Rinehart’s secret millions to the IPA

Conservative donor Gina Rinehart.
Conservative donor Gina Rinehart.
Credit: AAP Image / Dave Hunt

The Institute of Public Affairs is the voice of freedom in our country, so its latest annual report says.

Over and over again, the word is repeated, like a mantra – freedom. On one particularly busy page, it appears 16 times. Freedom of speech, freedom of religion, freedom of association. Freedom to own private property. Freedom that is the legacy of Western civilisation. Freedom that is under threat from overbearing government. Freedom that can only flourish when humans “have the dignity to make their own decisions”.

The IPA is big on freedom, except perhaps freedom of information. If you want to know who funds this right-wing “think tank”, it won’t tell you.

Over the years, we have gleaned fragments of information about the institute’s backers. We know big tobacco was attracted to the IPA’s resolute opposition to “nanny state” regulation and kicked in funds; that the fossil fuel industry supported its climate change denialism; that Rupert Murdoch, whose father, Keith, was a co-founder of the IPA more than 70 years ago, was as one with it in its opposition to the funding of the ABC.

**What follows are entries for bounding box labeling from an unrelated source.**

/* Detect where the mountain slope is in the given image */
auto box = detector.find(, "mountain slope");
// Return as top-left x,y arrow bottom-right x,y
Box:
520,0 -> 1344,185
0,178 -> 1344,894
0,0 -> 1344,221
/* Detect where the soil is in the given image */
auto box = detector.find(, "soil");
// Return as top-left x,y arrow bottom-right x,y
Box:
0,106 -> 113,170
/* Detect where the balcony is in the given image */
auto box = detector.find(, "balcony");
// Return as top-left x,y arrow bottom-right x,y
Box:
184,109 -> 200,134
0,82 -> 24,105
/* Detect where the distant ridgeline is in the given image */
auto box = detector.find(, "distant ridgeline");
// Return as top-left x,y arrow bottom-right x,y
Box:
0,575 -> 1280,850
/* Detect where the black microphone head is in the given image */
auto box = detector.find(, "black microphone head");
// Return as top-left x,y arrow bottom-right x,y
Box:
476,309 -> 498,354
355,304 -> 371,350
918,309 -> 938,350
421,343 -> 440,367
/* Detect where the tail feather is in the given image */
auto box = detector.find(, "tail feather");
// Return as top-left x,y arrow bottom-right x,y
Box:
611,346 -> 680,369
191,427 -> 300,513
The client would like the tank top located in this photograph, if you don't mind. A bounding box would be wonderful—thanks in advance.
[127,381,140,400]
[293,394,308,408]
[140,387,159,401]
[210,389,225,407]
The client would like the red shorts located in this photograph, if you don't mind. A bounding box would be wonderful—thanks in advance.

With a few minor exceptions, however, there was never much of a money trail. Despite promises it would reveal the sources of its funds, the IPA has not been forthcoming with details about who donates, how much they donate, and to what ends.

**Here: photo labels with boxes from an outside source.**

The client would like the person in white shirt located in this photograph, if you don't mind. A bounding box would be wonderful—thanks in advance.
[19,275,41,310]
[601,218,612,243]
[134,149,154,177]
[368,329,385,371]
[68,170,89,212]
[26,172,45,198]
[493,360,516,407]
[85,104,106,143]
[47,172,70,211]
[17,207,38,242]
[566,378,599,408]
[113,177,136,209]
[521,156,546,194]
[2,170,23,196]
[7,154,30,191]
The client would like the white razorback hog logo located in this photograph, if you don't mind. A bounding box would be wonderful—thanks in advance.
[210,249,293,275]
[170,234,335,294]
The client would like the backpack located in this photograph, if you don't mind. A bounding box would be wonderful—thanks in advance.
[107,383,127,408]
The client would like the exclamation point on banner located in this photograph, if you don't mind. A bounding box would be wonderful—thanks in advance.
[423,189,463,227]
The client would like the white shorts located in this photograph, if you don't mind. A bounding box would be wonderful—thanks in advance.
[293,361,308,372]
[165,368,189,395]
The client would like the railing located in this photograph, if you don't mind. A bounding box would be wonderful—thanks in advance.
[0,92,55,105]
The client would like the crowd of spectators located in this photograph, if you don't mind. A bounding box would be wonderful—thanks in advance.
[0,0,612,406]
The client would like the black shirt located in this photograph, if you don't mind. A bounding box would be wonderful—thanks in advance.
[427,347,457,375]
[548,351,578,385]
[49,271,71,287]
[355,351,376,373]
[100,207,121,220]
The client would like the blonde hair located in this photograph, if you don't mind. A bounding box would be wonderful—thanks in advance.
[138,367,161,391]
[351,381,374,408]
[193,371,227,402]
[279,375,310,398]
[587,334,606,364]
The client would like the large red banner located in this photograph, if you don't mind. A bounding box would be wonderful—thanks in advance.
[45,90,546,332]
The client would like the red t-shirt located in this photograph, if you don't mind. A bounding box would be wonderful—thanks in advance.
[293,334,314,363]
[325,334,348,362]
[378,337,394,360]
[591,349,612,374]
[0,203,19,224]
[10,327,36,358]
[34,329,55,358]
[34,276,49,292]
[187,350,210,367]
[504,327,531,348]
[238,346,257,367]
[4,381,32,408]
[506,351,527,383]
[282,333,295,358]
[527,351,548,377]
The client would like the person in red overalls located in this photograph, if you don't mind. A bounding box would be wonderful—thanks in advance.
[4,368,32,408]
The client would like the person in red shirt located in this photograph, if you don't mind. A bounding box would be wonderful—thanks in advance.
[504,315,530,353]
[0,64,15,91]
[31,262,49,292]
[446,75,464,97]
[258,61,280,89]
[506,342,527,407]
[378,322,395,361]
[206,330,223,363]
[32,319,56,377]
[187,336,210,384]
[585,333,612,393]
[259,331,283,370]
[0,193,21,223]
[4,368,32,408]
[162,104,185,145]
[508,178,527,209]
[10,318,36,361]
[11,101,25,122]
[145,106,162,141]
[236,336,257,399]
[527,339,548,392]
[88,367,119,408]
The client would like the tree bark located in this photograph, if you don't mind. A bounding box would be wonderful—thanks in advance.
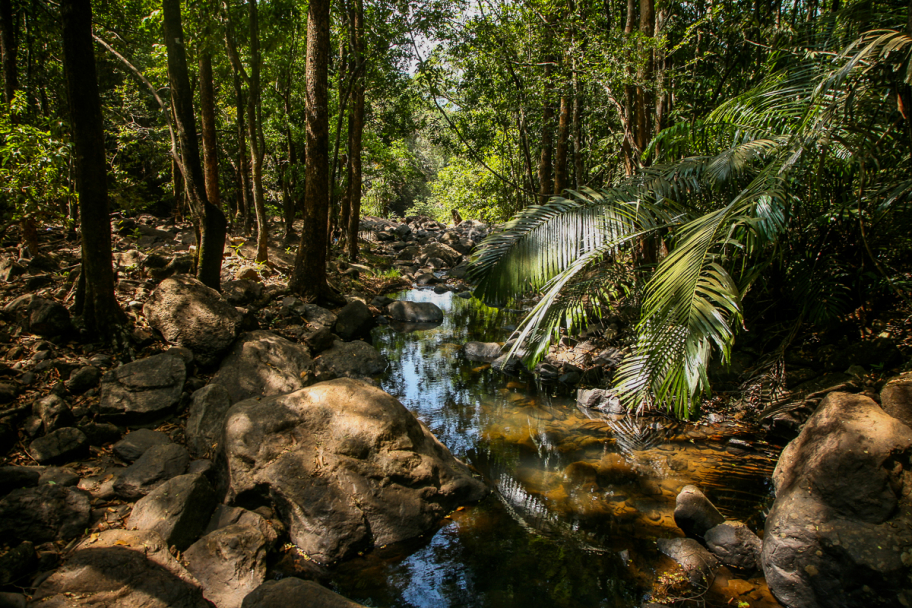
[247,0,269,262]
[0,0,19,105]
[289,0,344,303]
[60,0,126,339]
[162,0,228,290]
[199,51,221,214]
[554,94,570,196]
[347,0,367,261]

That changed significantly last week, courtesy of a long-running legal battle within the family of Gina Rinehart, one of Australia’s richest people. It was revealed in proceedings before the New South Wales Supreme Court that Rinehart donated $2.3 million to the IPA in 2016 and another $2.2 million in 2017.

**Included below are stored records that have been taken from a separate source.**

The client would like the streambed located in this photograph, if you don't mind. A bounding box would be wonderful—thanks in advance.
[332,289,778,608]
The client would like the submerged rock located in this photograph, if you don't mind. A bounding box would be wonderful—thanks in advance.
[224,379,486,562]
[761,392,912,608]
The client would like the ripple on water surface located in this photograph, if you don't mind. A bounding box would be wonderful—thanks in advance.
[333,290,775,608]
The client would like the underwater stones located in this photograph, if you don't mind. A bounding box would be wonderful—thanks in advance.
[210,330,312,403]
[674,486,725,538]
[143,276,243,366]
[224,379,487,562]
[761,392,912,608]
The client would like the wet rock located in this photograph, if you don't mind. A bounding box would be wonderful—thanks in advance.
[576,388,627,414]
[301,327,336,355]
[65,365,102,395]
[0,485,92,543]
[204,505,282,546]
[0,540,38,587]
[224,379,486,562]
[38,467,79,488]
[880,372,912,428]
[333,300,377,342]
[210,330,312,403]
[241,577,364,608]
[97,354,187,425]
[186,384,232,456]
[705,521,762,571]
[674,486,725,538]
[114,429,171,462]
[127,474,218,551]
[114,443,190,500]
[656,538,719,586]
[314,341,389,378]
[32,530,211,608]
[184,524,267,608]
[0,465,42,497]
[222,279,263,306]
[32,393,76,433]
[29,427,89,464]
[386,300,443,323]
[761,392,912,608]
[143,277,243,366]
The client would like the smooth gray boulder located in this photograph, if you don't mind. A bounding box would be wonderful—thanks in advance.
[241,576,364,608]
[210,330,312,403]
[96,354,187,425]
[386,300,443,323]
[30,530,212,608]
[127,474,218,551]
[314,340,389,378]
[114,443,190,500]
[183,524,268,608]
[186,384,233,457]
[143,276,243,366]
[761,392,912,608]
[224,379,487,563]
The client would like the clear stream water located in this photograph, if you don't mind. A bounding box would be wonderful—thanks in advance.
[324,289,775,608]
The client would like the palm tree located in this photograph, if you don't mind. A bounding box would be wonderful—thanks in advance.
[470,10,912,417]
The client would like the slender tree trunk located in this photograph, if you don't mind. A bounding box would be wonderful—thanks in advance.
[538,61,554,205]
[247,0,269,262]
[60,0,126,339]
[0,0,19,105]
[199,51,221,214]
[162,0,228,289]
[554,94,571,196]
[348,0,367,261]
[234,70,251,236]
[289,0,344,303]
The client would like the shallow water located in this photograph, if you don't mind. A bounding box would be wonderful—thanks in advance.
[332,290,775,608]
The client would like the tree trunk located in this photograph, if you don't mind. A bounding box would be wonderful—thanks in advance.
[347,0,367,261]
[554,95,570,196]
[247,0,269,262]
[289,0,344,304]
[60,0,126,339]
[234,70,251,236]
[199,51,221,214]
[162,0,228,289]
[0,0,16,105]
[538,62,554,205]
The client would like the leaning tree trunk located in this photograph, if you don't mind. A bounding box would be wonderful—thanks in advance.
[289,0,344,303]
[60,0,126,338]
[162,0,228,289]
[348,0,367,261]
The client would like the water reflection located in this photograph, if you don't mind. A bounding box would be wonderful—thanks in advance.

These are tiny sums relative to Rinehart’s net worth, estimated by The Australian Financial Review in May to be $12.68 billion. But they loom very large for the IPA.

The institute’s annual reports tell us its total revenues were $4.96 million in 2015–16 and $6.1 million in 2016-17. Thus Rinehart’s money, given through her company, Hancock Prospecting, made up almost half the IPA’s income in one year and well over a third in the other. She has, in effect, a controlling interest.

You would never know that by looking at those yearly financial statements, though. They contain no hint of the extent to which the so-called think tank is dependent on a single donor. Indeed, they seem to hide the fact.

In its 2015–16 report, the IPA claimed 91 per cent of donations came from individuals, while foundations, companies and “other” sources each contributed 3 per cent. In 2016–17, it claimed 86 per cent of revenue was from individual donations and only 1 per cent from companies.

In words and colourful graphs, they give the impression of broad-based financial support from thousands of individuals, of an organisation not beholden to corporate supporters.

But Hancock Prospecting is clearly a company. By phone and email The Saturday Paper sought an explanation from the IPA for this, but did not get one.

Sadly, the Supreme Court revelations related to just two years. Rinehart has been a major force within the IPA – and presumably a major donor – for far longer than that. In 2013, the institute presented her with a special “free enterprise leader award” and in 2016 it bestowed on her an honorary life membership, in recognition of her “commitment … to the work to the Institute of Public Affairs over many years”.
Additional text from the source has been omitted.